The latest macroeconomic news from the United States, other advanced economies and emerging markets confirms that the global economy will face a severe recession in 2009.
In the U.S., recession started in December of 2007 and will last at least until December of 2009 – the longest and deepest American recession since the Second World War, with the cumulative fall in GDP possibly exceeding 5 per cent.
The recession in other advanced economies (Britain, the European Union, Canada, Japan, Australia and New Zealand) essentially started in the second quarter of 2008, before the financial turmoil in September and October further aggravated the global credit crunch. This contraction has become even more severe since then.
There is also the beginning of a hard landing in emerging markets as the recession in advanced economies, falling commodity prices and capital flight take their toll on growth. Indeed, the world should expect a near recession in Russia and Brazil in 2009, owing to low commodity prices, and a sharp slowdown in China and India that will be the equivalent of a hard landing (growth well below potential) for these countries.
Other emerging markets in Asia, Africa, Latin America and Europe will not fare better, and some may experience full-fledged financial crises. Indeed, more than a dozen emerging-market economies now face severe financial pressures: Belarus, Bulgaria, Estonia, Hungary, Latvia, Lithuania, Romania, Turkey and Ukraine in Europe; Indonesia, South Korea and Pakistan in Asia; and Argentina, Ecuador and Venezuela in Latin America. Most of these economies can avoid the worst if they implement the appropriate policy adjustments and if international financial institutions (including the International Monetary Fund) provide enough lending to cover their external financing needs.
With a global recession a near certainty, deflation – rather than inflation – will become the main concern for policy-makers. The fall in aggregate demand while potential aggregate supply has been rising because of overinvestment by China and other emerging markets will sharply reduce inflation. Slack labour markets with rising unemployment rates will cap wage and labour costs.
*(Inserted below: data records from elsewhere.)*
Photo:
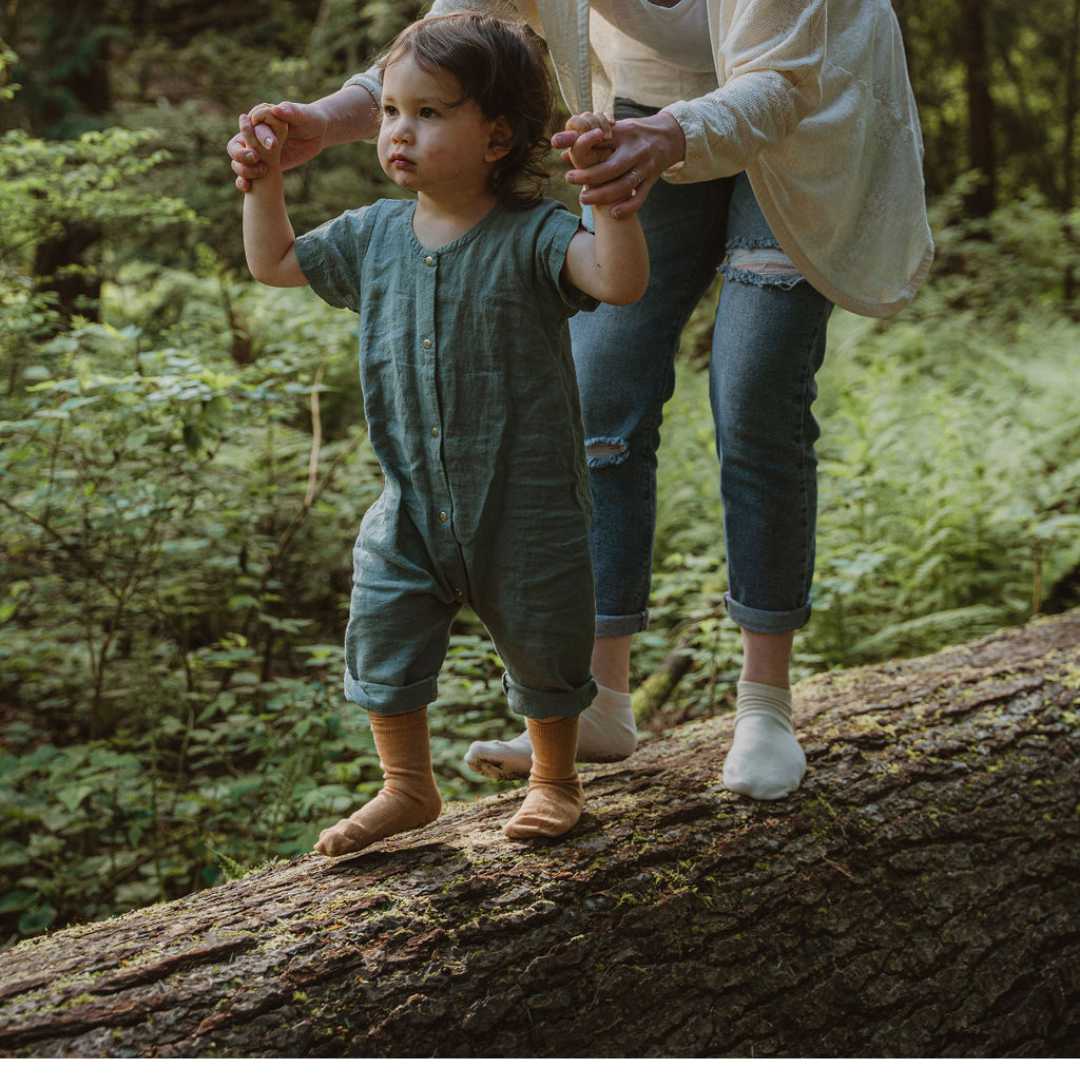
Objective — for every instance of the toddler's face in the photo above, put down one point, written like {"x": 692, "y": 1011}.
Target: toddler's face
{"x": 428, "y": 143}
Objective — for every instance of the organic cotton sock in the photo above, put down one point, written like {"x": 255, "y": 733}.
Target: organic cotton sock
{"x": 409, "y": 797}
{"x": 553, "y": 802}
{"x": 606, "y": 732}
{"x": 766, "y": 760}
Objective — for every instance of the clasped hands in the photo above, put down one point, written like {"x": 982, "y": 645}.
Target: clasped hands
{"x": 616, "y": 163}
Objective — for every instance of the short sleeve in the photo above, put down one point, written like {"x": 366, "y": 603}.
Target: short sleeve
{"x": 556, "y": 230}
{"x": 331, "y": 257}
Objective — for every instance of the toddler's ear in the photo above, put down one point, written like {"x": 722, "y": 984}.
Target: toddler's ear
{"x": 501, "y": 142}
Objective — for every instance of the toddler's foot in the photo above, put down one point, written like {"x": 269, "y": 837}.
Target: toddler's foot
{"x": 553, "y": 802}
{"x": 408, "y": 799}
{"x": 766, "y": 760}
{"x": 606, "y": 732}
{"x": 387, "y": 814}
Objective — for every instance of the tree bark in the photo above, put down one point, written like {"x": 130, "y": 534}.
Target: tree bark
{"x": 918, "y": 895}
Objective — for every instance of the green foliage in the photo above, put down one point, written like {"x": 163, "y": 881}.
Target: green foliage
{"x": 175, "y": 575}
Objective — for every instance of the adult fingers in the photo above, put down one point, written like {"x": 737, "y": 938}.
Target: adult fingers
{"x": 620, "y": 162}
{"x": 586, "y": 145}
{"x": 248, "y": 172}
{"x": 626, "y": 206}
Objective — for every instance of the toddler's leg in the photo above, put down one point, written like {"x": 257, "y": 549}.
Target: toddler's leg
{"x": 409, "y": 797}
{"x": 553, "y": 802}
{"x": 606, "y": 732}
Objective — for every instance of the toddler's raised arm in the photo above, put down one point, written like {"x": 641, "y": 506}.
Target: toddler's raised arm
{"x": 268, "y": 232}
{"x": 611, "y": 265}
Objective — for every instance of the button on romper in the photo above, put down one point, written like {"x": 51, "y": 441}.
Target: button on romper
{"x": 473, "y": 414}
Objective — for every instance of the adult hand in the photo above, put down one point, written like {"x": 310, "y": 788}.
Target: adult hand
{"x": 307, "y": 136}
{"x": 645, "y": 147}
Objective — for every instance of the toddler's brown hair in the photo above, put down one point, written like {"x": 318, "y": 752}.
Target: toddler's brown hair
{"x": 501, "y": 67}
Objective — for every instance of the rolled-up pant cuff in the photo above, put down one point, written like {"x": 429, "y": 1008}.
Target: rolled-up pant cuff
{"x": 541, "y": 703}
{"x": 389, "y": 700}
{"x": 620, "y": 625}
{"x": 758, "y": 621}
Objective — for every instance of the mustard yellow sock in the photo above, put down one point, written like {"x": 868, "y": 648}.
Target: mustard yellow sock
{"x": 553, "y": 802}
{"x": 409, "y": 797}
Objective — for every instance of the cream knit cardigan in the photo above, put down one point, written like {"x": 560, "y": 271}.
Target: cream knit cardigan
{"x": 813, "y": 103}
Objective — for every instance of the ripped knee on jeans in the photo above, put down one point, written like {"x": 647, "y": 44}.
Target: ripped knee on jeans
{"x": 606, "y": 450}
{"x": 752, "y": 264}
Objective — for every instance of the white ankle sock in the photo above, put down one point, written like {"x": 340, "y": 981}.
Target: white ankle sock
{"x": 766, "y": 760}
{"x": 606, "y": 732}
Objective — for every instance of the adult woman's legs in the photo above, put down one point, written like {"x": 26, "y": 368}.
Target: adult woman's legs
{"x": 768, "y": 343}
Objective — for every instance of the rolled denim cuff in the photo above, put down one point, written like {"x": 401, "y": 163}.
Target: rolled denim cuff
{"x": 541, "y": 703}
{"x": 620, "y": 625}
{"x": 388, "y": 700}
{"x": 758, "y": 621}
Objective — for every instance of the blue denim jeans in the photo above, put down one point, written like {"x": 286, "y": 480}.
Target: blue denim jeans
{"x": 768, "y": 343}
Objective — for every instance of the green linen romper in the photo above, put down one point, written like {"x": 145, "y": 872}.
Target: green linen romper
{"x": 473, "y": 414}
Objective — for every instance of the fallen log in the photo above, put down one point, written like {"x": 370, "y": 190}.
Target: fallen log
{"x": 919, "y": 895}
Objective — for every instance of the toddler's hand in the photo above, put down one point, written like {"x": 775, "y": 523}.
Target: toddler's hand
{"x": 269, "y": 150}
{"x": 593, "y": 144}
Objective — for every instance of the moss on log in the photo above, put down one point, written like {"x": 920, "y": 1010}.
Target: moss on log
{"x": 919, "y": 895}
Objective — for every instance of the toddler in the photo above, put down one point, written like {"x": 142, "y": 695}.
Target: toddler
{"x": 463, "y": 296}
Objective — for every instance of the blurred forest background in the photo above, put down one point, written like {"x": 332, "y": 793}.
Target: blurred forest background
{"x": 184, "y": 461}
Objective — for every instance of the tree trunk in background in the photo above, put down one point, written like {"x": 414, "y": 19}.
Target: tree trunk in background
{"x": 1068, "y": 177}
{"x": 982, "y": 201}
{"x": 919, "y": 895}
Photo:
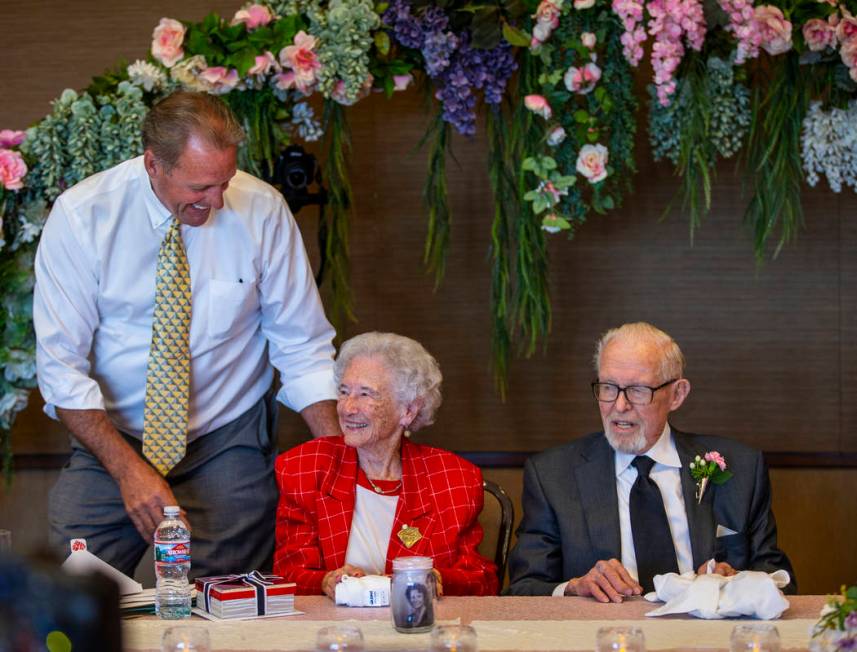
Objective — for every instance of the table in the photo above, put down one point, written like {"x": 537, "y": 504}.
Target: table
{"x": 504, "y": 624}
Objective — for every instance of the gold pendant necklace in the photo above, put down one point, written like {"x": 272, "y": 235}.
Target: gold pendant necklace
{"x": 378, "y": 489}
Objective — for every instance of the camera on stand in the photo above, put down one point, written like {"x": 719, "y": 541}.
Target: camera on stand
{"x": 295, "y": 172}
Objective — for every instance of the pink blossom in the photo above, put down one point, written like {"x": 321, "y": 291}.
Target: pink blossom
{"x": 582, "y": 80}
{"x": 253, "y": 16}
{"x": 302, "y": 60}
{"x": 167, "y": 41}
{"x": 538, "y": 105}
{"x": 818, "y": 34}
{"x": 264, "y": 64}
{"x": 12, "y": 169}
{"x": 717, "y": 458}
{"x": 401, "y": 82}
{"x": 9, "y": 138}
{"x": 846, "y": 29}
{"x": 219, "y": 79}
{"x": 592, "y": 162}
{"x": 775, "y": 30}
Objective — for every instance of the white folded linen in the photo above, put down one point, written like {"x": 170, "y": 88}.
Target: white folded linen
{"x": 747, "y": 593}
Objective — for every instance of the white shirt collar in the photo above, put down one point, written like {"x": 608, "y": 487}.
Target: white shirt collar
{"x": 662, "y": 452}
{"x": 158, "y": 213}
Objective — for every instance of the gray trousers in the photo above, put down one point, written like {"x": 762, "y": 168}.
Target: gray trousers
{"x": 225, "y": 483}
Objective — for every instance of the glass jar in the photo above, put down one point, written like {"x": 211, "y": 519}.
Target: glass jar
{"x": 412, "y": 595}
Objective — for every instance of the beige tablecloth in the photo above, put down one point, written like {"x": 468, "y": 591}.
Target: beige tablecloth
{"x": 502, "y": 624}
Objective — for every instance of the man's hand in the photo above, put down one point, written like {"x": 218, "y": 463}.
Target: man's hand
{"x": 720, "y": 568}
{"x": 334, "y": 577}
{"x": 145, "y": 493}
{"x": 607, "y": 581}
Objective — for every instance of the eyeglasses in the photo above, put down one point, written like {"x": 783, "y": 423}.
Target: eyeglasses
{"x": 634, "y": 394}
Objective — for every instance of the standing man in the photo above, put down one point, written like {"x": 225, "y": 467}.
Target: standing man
{"x": 166, "y": 288}
{"x": 606, "y": 513}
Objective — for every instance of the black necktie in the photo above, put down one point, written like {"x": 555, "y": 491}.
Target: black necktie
{"x": 653, "y": 543}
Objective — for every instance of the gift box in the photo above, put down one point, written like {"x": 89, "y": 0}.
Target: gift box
{"x": 245, "y": 596}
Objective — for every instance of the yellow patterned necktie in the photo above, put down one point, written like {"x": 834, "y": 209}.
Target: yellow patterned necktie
{"x": 165, "y": 415}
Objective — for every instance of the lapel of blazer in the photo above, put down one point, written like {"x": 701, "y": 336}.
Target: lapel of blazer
{"x": 700, "y": 516}
{"x": 415, "y": 508}
{"x": 596, "y": 482}
{"x": 335, "y": 506}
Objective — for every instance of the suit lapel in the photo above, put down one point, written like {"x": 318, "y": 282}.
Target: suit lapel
{"x": 335, "y": 506}
{"x": 596, "y": 482}
{"x": 415, "y": 509}
{"x": 700, "y": 516}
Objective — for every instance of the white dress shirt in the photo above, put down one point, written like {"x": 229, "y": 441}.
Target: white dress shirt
{"x": 666, "y": 473}
{"x": 255, "y": 302}
{"x": 371, "y": 528}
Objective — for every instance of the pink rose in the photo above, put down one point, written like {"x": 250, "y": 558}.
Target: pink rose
{"x": 302, "y": 60}
{"x": 717, "y": 458}
{"x": 220, "y": 79}
{"x": 818, "y": 34}
{"x": 167, "y": 41}
{"x": 774, "y": 29}
{"x": 538, "y": 105}
{"x": 253, "y": 16}
{"x": 847, "y": 27}
{"x": 12, "y": 169}
{"x": 264, "y": 64}
{"x": 401, "y": 82}
{"x": 592, "y": 162}
{"x": 9, "y": 138}
{"x": 582, "y": 80}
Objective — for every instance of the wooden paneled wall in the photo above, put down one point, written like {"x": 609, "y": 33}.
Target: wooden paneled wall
{"x": 772, "y": 349}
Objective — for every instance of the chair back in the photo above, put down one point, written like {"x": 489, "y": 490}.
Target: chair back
{"x": 496, "y": 520}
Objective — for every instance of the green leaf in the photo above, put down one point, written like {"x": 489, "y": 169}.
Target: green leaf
{"x": 515, "y": 36}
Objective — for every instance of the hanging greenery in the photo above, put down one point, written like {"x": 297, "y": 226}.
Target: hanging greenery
{"x": 775, "y": 80}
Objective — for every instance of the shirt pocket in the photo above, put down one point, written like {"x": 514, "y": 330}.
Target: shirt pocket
{"x": 228, "y": 304}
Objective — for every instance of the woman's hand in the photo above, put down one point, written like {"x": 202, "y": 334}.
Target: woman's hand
{"x": 334, "y": 577}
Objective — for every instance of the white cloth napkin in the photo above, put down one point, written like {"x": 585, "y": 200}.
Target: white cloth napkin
{"x": 366, "y": 591}
{"x": 748, "y": 593}
{"x": 82, "y": 561}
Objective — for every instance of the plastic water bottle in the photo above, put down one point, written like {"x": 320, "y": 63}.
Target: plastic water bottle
{"x": 172, "y": 563}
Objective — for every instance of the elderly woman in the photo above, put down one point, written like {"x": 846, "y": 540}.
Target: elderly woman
{"x": 352, "y": 504}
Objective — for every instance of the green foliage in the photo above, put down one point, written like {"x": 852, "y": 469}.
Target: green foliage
{"x": 708, "y": 117}
{"x": 774, "y": 161}
{"x": 334, "y": 228}
{"x": 435, "y": 195}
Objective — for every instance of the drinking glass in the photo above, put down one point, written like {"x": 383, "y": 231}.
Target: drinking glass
{"x": 755, "y": 637}
{"x": 185, "y": 638}
{"x": 336, "y": 638}
{"x": 453, "y": 638}
{"x": 620, "y": 639}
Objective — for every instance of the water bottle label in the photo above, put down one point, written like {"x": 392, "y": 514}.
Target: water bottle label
{"x": 172, "y": 552}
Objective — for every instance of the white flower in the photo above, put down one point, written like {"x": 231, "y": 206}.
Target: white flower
{"x": 143, "y": 73}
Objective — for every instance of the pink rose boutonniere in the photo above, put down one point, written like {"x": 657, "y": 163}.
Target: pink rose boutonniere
{"x": 710, "y": 467}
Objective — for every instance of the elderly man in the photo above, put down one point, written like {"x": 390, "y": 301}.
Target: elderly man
{"x": 166, "y": 288}
{"x": 606, "y": 513}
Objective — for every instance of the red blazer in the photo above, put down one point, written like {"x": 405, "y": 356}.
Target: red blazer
{"x": 441, "y": 496}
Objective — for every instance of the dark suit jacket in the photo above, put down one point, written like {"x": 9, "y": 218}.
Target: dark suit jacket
{"x": 571, "y": 513}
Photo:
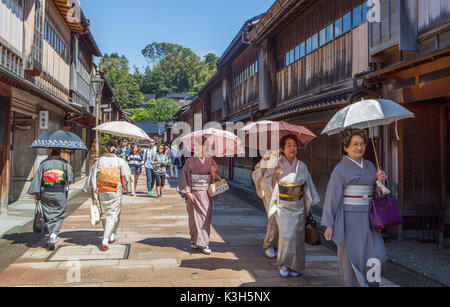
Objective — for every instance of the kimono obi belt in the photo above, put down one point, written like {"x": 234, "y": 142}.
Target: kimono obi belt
{"x": 358, "y": 195}
{"x": 54, "y": 181}
{"x": 200, "y": 182}
{"x": 291, "y": 192}
{"x": 108, "y": 179}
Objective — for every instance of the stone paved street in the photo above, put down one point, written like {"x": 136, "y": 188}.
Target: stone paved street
{"x": 153, "y": 250}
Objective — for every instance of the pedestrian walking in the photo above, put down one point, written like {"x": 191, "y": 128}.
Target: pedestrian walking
{"x": 50, "y": 186}
{"x": 135, "y": 161}
{"x": 196, "y": 175}
{"x": 293, "y": 197}
{"x": 168, "y": 152}
{"x": 160, "y": 162}
{"x": 263, "y": 184}
{"x": 104, "y": 185}
{"x": 148, "y": 159}
{"x": 124, "y": 150}
{"x": 346, "y": 211}
{"x": 176, "y": 161}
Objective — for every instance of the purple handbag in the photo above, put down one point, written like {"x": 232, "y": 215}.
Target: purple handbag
{"x": 383, "y": 213}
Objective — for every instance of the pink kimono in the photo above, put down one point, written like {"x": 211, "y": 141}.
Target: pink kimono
{"x": 195, "y": 179}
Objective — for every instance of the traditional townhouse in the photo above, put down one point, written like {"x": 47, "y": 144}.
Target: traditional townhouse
{"x": 41, "y": 43}
{"x": 309, "y": 53}
{"x": 82, "y": 96}
{"x": 410, "y": 52}
{"x": 232, "y": 96}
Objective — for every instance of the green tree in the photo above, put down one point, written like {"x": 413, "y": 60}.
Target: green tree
{"x": 175, "y": 69}
{"x": 211, "y": 61}
{"x": 139, "y": 114}
{"x": 164, "y": 110}
{"x": 125, "y": 86}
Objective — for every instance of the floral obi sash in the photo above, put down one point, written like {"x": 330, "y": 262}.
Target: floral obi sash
{"x": 359, "y": 195}
{"x": 292, "y": 192}
{"x": 54, "y": 181}
{"x": 108, "y": 179}
{"x": 200, "y": 182}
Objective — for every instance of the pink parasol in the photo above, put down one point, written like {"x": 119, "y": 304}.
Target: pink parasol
{"x": 219, "y": 143}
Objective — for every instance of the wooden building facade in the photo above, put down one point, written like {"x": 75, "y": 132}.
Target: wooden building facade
{"x": 411, "y": 55}
{"x": 304, "y": 60}
{"x": 45, "y": 53}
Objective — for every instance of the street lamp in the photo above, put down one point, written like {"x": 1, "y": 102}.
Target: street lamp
{"x": 97, "y": 84}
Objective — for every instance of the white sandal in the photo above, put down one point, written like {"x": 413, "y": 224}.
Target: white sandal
{"x": 206, "y": 250}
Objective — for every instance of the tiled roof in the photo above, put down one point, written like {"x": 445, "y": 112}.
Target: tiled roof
{"x": 151, "y": 127}
{"x": 314, "y": 104}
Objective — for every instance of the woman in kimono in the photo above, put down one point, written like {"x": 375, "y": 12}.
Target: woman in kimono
{"x": 135, "y": 161}
{"x": 50, "y": 185}
{"x": 104, "y": 185}
{"x": 346, "y": 212}
{"x": 294, "y": 194}
{"x": 196, "y": 176}
{"x": 263, "y": 184}
{"x": 159, "y": 163}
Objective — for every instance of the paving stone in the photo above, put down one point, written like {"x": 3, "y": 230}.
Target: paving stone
{"x": 159, "y": 254}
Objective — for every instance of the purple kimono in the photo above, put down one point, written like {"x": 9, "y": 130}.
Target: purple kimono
{"x": 195, "y": 179}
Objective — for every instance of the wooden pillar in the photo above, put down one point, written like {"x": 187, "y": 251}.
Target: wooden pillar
{"x": 5, "y": 108}
{"x": 266, "y": 75}
{"x": 226, "y": 91}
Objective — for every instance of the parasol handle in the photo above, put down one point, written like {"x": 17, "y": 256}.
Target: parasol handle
{"x": 374, "y": 149}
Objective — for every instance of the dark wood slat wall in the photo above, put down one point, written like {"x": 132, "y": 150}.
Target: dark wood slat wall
{"x": 328, "y": 65}
{"x": 422, "y": 162}
{"x": 248, "y": 91}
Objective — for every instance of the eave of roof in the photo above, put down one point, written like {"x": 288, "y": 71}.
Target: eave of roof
{"x": 64, "y": 6}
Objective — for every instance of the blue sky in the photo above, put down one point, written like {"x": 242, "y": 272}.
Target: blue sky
{"x": 204, "y": 26}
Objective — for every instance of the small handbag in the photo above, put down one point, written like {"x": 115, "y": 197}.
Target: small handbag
{"x": 39, "y": 225}
{"x": 218, "y": 187}
{"x": 384, "y": 212}
{"x": 312, "y": 236}
{"x": 95, "y": 213}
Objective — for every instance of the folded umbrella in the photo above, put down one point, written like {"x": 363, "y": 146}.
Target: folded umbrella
{"x": 281, "y": 128}
{"x": 123, "y": 129}
{"x": 59, "y": 139}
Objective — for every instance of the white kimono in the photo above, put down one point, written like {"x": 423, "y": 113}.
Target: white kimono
{"x": 293, "y": 195}
{"x": 110, "y": 202}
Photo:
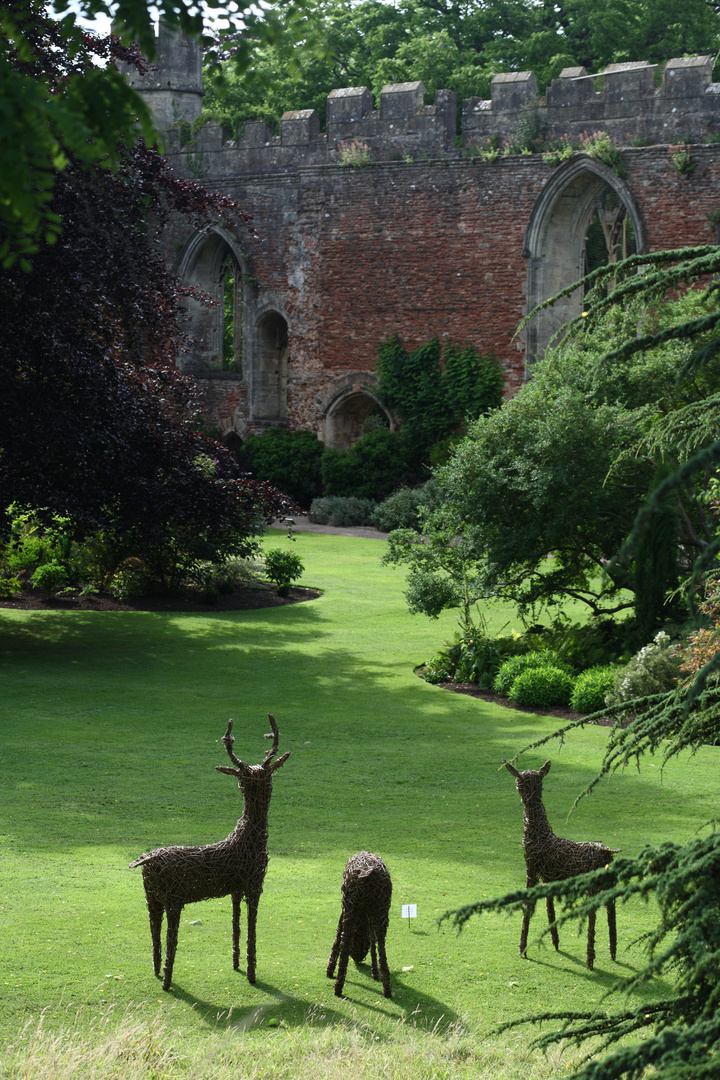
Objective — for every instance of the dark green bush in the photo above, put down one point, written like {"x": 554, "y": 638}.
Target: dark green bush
{"x": 471, "y": 658}
{"x": 399, "y": 510}
{"x": 289, "y": 460}
{"x": 588, "y": 644}
{"x": 515, "y": 665}
{"x": 541, "y": 687}
{"x": 370, "y": 469}
{"x": 435, "y": 389}
{"x": 591, "y": 687}
{"x": 50, "y": 578}
{"x": 283, "y": 568}
{"x": 342, "y": 512}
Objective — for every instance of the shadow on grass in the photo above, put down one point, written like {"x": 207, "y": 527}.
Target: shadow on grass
{"x": 108, "y": 689}
{"x": 607, "y": 977}
{"x": 293, "y": 1011}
Further falls in commodity prices – already down 30 per cent from their summer peak – will add to these deflationary pressures.
Policy-makers will have to worry about a strange beast called “stag-deflation” (a combination of economic stagnation/recession and deflation); about liquidity traps (when official interest rates become so close to zero that traditional monetary policy loses effectiveness); and about debt deflation (the rise in the real value of nominal debts, increasing the risk of bankruptcy for distressed households, firms, financial institutions and governments).
With traditional monetary policy becoming less effective, non-traditional policy tools aimed at generating greater liquidity and credit (via quantitative easing and direct central bank purchases of private illiquid assets) will become necessary. And while traditional fiscal policy (government spending and tax cuts) will be pursued aggressively, non-traditional fiscal policy (expenditures to bail out financial institutions, lenders and borrowers) will also become increasingly important.
In the process, the role of states and governments in economic activity will be vastly expanded. Traditionally, central banks have been the lenders of last resort; but now they are becoming the lenders of first and only resort. As banks curtail lending to each other, to other financial institutions and to the corporate sector, central banks are becoming the only lenders around.
Likewise, with household consumption and business investment collapsing, governments will soon become the spenders of first and only resort, stimulating demand and rescuing banks, firms and households. The long-term consequences of the resulting surge in fiscal deficits are serious. If the deficits are monetized by central banks, inflation will follow the short-term deflationary pressures; if they are financed by debt, the long-term solvency of some governments may be at stake unless medium-term fiscal discipline is restored.
Nevertheless, in the short run, very aggressive monetary and fiscal policy actions – both traditional and non-traditional – must be undertaken to ensure that the inevitable stag-deflation of 2009 does not persist into 2010 and beyond. So far, the U.S. response appears to be more aggressive than that of the euro zone, as the European Central Bank falls behind the curve on interest rates and the EU's fiscal stance remains weak.
Given the severity of this economic and financial crisis, financial markets will not mend for a while. The downside risks to the prices of a wide variety of risky assets (equities, corporate bonds, commodities, housing and emerging-market asset classes) will remain until there are true signs – toward the end of 2009 – that the global economy may recover in 2010.
Nouriel Roubini is professor of economics at New York University's Stern School of Business.